While fear of public speaking is the first major hurdle for many who must address an audience, breathlessness is most definitely the second. It is surprising how many people are affected by this easily remedied problem.

When you are talking to your friends, your family, your colleagues or even the clerk in the convenience store, do you experience breathlessness? The chances are that your answer is No, although it is quite possible that you find yourself breathless if you try to speak after running for example. Maybe you notice a shortness of breath you are relaying a harrowing or frightening experience at a very fast pace. In the majority of situations, however, most people do not experience lack of air while in normal conversation.

How can you solve this problem when addressing an audience?

1. Do not wait until you are totally spent to take your next breath. If you wait until you are in dire need of oxygen, you are then likely to take a huge breath filling only the upper portion of your chest. This type of breathing exacerbates your stress. Your goal should be to achieve a comfort level in speaking which is not possible when gasping for huge amounts of air. Learn to breathe with the support of your diaphragm and you will be amazed at the results.

2. Supplement your air supply. In stead of waiting until you come to a comma, a period or some other form of punctuation, interrupt your sentence to breathe. You do this in normal conversation without giving it a second thought. In doing so, you will then have your ‘balloon’ of air at a somewhat filled capacity versus constantly dealing with a deflated balloon.

3. Treat your audience as if you were having a conversation. Stop looking at your audience as the enemy and try focusing on them just as if you were talking to your friends or family members. Bear in mind that avoiding your audience by staring at something on the wall or looking above their heads only adds to your discomfort. This, in turn, adds to your breathless state.

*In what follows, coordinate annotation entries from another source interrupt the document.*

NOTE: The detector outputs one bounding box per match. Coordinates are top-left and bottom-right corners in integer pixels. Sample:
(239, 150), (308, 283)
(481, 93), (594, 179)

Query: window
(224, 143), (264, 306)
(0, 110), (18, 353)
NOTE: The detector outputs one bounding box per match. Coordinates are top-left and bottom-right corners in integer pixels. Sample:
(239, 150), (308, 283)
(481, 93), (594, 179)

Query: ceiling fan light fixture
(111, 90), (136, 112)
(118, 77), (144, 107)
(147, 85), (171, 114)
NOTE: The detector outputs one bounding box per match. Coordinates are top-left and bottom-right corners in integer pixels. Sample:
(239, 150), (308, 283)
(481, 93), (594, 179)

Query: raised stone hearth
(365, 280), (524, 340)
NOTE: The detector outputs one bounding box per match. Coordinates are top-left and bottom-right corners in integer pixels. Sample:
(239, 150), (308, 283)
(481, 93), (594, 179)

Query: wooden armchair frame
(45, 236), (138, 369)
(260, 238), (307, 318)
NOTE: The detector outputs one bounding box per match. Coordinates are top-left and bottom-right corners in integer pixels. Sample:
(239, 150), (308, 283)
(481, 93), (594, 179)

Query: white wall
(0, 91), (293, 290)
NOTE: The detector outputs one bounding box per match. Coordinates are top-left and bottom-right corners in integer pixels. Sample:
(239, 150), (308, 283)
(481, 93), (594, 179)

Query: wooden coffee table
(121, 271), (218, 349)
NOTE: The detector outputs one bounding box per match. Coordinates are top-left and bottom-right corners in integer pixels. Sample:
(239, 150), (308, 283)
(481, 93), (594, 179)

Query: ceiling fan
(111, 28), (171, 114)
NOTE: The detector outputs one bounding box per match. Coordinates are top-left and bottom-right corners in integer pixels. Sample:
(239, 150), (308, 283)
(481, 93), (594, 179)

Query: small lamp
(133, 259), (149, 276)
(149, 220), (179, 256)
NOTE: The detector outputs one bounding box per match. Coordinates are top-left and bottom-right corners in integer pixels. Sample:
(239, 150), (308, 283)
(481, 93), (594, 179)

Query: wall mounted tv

There is no reason for breathlessness if you can accomplish these 3 steps. Forget your 2nd grade teacher’s adage that you are not allowed to breathe until you come to some form of punctuation. (You were taught that principle in order to read out loud without being choppy.) Understand that you have a speaker’s license which means that you are free to breathe whenever.

Learn to take the breath before you run out of air, not after the fact.